← Back to team overview

percona-discussion team mailing list archive

Re: [Bug 378100] Re: Innodb locks up under large INSERT load

 

On Thu, May 21, 2009 at 9:25 PM, Jeremy Kerr <jk@xxxxxxxxxx> wrote:
> LCM: glad to hear you got the backtrace. Here's what I can tell from it:
>
> Most threads are blocked in pthread_cond_wait:
>
> 7 are blocked on log_sys->mutex from mtr_commit()
> 4 threads are each waiting on the elements of os_aio_segment_wait_events[0, 1, 2, 3]->os_mutex
> 1 thread is waiting on buf_pool_mutex from log_close(), but *also* holds the log_sys mutex which the first 7 threads are waiting on.
>
> I'm not aware of any locking dependencies that mean that the threads in
> mtr_commit will hold the os_aio_segment_wait_events->os_mutex, but this
> is entirely possible. Vadim: are you able to confirm/reject this?

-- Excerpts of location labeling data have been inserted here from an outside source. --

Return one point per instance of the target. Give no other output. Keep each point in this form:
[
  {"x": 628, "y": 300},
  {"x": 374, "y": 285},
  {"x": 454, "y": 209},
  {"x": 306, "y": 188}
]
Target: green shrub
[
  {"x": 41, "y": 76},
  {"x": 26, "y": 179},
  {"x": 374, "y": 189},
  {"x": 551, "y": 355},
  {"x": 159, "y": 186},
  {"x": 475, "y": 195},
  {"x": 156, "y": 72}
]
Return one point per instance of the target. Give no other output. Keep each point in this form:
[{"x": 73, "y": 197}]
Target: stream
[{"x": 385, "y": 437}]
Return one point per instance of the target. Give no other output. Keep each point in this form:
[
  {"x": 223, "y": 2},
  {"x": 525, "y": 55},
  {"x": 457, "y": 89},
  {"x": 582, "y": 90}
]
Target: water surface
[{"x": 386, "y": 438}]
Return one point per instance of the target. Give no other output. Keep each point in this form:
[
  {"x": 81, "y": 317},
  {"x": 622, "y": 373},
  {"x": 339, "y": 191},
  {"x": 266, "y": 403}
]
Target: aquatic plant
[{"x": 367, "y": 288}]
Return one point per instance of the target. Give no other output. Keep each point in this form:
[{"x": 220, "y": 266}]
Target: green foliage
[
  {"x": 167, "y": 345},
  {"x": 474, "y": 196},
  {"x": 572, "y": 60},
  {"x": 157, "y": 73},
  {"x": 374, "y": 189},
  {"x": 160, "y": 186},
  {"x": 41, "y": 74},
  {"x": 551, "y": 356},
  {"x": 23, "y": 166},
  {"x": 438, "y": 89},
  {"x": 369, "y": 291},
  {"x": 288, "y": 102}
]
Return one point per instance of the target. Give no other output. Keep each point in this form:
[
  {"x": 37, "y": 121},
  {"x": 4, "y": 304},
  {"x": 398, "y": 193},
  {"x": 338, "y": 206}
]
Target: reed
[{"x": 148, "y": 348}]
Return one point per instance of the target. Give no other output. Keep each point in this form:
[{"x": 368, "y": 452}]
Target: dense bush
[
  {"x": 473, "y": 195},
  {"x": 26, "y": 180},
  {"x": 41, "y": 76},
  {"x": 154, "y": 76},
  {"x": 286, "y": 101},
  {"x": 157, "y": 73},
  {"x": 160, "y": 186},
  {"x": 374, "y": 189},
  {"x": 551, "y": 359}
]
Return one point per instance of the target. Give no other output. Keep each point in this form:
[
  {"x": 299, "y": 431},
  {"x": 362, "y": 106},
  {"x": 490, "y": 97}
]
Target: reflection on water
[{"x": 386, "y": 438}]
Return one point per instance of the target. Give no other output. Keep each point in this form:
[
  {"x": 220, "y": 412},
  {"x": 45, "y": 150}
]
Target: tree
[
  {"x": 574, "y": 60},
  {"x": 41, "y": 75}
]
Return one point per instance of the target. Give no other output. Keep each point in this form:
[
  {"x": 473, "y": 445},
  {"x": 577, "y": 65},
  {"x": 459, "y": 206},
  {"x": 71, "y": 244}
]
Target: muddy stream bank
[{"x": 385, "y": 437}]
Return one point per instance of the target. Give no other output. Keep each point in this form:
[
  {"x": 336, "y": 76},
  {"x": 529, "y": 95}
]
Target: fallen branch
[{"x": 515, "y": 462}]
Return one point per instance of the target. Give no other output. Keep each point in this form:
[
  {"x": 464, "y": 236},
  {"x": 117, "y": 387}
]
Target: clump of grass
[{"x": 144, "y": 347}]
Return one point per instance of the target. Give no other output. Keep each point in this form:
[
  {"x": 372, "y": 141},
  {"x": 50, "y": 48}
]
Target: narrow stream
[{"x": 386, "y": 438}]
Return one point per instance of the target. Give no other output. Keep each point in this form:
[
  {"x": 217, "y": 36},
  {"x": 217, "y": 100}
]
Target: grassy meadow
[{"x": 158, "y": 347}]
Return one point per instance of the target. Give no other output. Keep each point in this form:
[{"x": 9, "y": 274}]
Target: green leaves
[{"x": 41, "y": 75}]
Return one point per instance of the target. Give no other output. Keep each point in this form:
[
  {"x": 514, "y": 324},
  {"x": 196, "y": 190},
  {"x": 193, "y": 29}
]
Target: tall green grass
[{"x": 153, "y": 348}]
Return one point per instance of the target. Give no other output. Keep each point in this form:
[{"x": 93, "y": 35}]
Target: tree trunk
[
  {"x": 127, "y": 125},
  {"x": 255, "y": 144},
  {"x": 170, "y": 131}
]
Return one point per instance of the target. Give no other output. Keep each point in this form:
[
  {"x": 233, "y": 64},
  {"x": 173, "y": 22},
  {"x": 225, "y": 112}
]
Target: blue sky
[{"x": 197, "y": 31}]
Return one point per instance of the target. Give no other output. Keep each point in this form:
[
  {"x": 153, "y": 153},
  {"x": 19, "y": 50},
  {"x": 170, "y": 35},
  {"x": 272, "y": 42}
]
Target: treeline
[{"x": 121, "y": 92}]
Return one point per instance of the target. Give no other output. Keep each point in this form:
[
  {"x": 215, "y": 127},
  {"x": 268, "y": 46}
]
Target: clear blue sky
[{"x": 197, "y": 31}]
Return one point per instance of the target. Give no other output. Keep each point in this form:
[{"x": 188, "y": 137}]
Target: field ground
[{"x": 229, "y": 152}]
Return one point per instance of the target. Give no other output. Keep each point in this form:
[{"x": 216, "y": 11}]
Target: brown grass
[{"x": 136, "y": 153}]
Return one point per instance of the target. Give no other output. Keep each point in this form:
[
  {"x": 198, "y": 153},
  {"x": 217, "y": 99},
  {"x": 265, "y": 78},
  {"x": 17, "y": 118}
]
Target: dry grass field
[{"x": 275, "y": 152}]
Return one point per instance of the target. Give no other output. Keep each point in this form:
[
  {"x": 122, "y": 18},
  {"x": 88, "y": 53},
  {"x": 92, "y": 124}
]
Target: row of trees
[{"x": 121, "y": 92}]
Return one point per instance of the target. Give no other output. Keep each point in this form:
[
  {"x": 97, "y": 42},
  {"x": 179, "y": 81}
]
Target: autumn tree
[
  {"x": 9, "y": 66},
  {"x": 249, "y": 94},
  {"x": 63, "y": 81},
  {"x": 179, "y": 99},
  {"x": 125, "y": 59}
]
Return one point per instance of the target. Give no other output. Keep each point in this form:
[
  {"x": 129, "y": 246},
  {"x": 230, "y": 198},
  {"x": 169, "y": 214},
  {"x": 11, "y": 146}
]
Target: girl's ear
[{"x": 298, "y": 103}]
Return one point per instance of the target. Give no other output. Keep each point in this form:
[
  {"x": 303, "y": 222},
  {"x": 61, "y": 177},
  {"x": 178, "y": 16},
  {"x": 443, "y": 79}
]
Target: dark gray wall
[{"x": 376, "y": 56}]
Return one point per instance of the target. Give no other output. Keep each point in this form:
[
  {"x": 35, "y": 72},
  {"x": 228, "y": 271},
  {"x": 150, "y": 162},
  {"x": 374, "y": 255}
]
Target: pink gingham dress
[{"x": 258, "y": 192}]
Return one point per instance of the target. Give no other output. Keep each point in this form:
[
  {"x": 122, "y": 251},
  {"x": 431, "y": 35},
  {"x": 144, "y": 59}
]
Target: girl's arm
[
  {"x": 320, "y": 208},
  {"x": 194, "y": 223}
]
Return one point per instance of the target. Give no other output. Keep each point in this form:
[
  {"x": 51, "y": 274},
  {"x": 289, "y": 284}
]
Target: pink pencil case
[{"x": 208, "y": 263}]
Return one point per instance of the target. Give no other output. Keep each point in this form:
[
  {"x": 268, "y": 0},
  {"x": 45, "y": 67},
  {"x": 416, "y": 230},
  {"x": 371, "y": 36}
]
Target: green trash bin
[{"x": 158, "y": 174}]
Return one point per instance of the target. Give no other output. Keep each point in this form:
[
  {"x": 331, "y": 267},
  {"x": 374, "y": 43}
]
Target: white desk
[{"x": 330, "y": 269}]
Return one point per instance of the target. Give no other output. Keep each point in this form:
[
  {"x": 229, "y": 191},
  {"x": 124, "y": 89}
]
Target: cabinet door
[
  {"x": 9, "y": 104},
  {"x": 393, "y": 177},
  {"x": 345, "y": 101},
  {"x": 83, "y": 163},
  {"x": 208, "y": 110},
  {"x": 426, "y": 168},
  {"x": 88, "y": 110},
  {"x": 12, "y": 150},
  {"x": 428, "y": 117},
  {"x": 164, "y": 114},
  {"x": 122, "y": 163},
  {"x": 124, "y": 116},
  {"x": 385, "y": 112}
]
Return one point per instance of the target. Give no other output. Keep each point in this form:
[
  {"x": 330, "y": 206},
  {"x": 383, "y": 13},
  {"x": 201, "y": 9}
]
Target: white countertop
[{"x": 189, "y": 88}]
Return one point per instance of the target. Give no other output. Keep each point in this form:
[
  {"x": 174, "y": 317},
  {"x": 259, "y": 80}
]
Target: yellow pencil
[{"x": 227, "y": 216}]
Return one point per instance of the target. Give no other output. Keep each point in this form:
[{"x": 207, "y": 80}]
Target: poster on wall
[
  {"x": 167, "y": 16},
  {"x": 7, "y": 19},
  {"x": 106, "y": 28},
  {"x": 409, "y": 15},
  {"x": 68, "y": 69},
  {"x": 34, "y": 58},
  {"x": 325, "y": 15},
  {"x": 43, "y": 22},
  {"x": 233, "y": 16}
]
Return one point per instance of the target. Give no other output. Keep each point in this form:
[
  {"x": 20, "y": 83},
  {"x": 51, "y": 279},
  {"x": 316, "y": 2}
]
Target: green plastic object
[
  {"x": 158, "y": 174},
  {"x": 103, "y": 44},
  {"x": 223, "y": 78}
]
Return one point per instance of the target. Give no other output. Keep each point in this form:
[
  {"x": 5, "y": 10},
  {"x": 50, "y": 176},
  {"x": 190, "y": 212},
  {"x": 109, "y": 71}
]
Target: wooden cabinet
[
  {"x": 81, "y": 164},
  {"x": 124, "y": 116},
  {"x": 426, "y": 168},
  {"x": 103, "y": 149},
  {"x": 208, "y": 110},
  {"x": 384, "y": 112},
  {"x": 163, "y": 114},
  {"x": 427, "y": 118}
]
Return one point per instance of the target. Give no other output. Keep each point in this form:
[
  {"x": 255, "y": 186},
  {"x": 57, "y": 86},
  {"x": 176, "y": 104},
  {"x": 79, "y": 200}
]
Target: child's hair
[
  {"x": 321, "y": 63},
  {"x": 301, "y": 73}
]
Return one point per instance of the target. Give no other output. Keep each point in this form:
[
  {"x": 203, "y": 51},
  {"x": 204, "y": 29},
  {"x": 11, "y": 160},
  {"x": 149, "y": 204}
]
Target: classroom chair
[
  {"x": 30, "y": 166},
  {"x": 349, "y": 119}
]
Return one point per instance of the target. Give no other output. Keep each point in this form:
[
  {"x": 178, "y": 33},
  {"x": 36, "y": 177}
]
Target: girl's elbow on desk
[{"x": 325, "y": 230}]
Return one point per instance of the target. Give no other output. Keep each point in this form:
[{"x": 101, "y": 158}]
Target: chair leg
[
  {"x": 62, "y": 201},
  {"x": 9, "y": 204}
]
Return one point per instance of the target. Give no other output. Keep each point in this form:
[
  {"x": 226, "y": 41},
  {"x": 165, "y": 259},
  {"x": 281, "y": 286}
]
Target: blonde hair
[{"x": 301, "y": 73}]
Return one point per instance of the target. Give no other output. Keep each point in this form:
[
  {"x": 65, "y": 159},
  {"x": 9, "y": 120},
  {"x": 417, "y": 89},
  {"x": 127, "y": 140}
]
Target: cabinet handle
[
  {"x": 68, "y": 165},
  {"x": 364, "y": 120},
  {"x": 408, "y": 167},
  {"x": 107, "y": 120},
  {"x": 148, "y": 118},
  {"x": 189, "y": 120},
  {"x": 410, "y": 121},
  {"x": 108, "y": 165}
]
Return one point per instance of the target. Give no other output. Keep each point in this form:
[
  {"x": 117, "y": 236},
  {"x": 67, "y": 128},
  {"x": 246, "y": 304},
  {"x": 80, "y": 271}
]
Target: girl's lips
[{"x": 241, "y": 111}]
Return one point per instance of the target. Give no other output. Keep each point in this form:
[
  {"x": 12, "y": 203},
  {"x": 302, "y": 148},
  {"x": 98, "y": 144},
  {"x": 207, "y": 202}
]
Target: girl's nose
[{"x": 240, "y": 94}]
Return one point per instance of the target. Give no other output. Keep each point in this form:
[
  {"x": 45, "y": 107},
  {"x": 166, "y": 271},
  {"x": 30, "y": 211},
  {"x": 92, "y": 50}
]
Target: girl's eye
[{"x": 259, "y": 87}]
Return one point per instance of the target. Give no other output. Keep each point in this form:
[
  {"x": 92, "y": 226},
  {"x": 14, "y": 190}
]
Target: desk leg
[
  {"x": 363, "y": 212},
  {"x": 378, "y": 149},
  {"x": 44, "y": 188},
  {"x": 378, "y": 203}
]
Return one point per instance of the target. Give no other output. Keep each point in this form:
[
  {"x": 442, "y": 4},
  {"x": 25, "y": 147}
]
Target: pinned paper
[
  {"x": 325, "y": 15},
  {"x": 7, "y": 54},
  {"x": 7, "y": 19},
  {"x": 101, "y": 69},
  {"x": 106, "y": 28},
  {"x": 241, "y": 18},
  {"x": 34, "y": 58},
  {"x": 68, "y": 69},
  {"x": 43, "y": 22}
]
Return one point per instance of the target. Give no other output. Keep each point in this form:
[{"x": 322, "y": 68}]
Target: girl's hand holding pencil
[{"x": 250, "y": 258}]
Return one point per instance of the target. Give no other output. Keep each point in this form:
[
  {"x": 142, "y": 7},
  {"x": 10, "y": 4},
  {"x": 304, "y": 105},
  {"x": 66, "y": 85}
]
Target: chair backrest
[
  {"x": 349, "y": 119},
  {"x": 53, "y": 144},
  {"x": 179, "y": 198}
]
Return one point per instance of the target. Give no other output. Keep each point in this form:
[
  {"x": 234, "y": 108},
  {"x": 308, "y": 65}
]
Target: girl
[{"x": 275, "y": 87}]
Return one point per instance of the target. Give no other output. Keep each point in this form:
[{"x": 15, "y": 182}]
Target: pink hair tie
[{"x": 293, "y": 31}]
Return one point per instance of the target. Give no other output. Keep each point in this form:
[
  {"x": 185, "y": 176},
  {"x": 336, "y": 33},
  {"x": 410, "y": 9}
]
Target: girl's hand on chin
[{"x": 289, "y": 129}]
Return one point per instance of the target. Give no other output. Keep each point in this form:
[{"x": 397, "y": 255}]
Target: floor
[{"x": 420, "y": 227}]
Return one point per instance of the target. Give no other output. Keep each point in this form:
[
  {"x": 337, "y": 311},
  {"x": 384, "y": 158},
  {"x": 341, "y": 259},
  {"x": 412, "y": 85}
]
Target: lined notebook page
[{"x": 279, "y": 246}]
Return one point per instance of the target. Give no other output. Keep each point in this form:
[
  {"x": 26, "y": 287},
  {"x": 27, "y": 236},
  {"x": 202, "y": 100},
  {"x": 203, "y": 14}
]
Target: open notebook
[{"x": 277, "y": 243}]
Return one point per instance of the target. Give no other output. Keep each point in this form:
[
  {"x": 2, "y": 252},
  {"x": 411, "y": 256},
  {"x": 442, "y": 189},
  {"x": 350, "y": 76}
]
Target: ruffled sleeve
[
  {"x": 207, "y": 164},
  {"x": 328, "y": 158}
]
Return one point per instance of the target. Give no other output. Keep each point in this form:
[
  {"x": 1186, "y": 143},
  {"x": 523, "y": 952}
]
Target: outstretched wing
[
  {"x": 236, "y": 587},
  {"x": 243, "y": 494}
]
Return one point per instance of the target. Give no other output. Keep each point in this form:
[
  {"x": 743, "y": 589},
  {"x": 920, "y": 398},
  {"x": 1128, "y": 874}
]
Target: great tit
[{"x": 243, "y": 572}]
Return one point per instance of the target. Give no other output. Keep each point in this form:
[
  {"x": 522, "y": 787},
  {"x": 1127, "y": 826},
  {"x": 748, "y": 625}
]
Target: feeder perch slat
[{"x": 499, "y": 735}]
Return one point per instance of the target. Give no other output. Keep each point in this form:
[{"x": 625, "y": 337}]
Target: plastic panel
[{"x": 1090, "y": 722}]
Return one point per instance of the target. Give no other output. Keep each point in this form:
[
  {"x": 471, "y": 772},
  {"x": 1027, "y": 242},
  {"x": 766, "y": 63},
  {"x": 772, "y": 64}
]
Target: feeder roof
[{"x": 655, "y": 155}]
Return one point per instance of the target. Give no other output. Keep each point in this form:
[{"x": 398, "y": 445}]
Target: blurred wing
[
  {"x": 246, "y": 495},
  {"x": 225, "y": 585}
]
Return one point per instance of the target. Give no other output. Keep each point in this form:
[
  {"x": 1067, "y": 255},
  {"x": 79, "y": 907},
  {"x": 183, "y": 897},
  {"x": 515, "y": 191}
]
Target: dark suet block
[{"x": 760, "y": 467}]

The os_aio mutexes should be local to os0file.c. There are indirect
dependencies, but I don't see them here. The indirect dependency is
when a thread gets stuck waiting for IO to complete. Per-page locks
are unlocked by the IO thread when IO requests are completed and other
threads can wait on that. My servers don't always have reliable disks,
so a flaky disk that causes many retries can lock things up for me.
But that doesn't appear to be the case here.

>
> So, the buf_pool_mutex thread could be the culprit here. I'd suggest
> taking a look at the log_sys->mutex and confirming that this thread is
> indeed the owner (just dump the pthread_mutex_t in gdb), and then seeing
> who owns the buf_pool_mutex.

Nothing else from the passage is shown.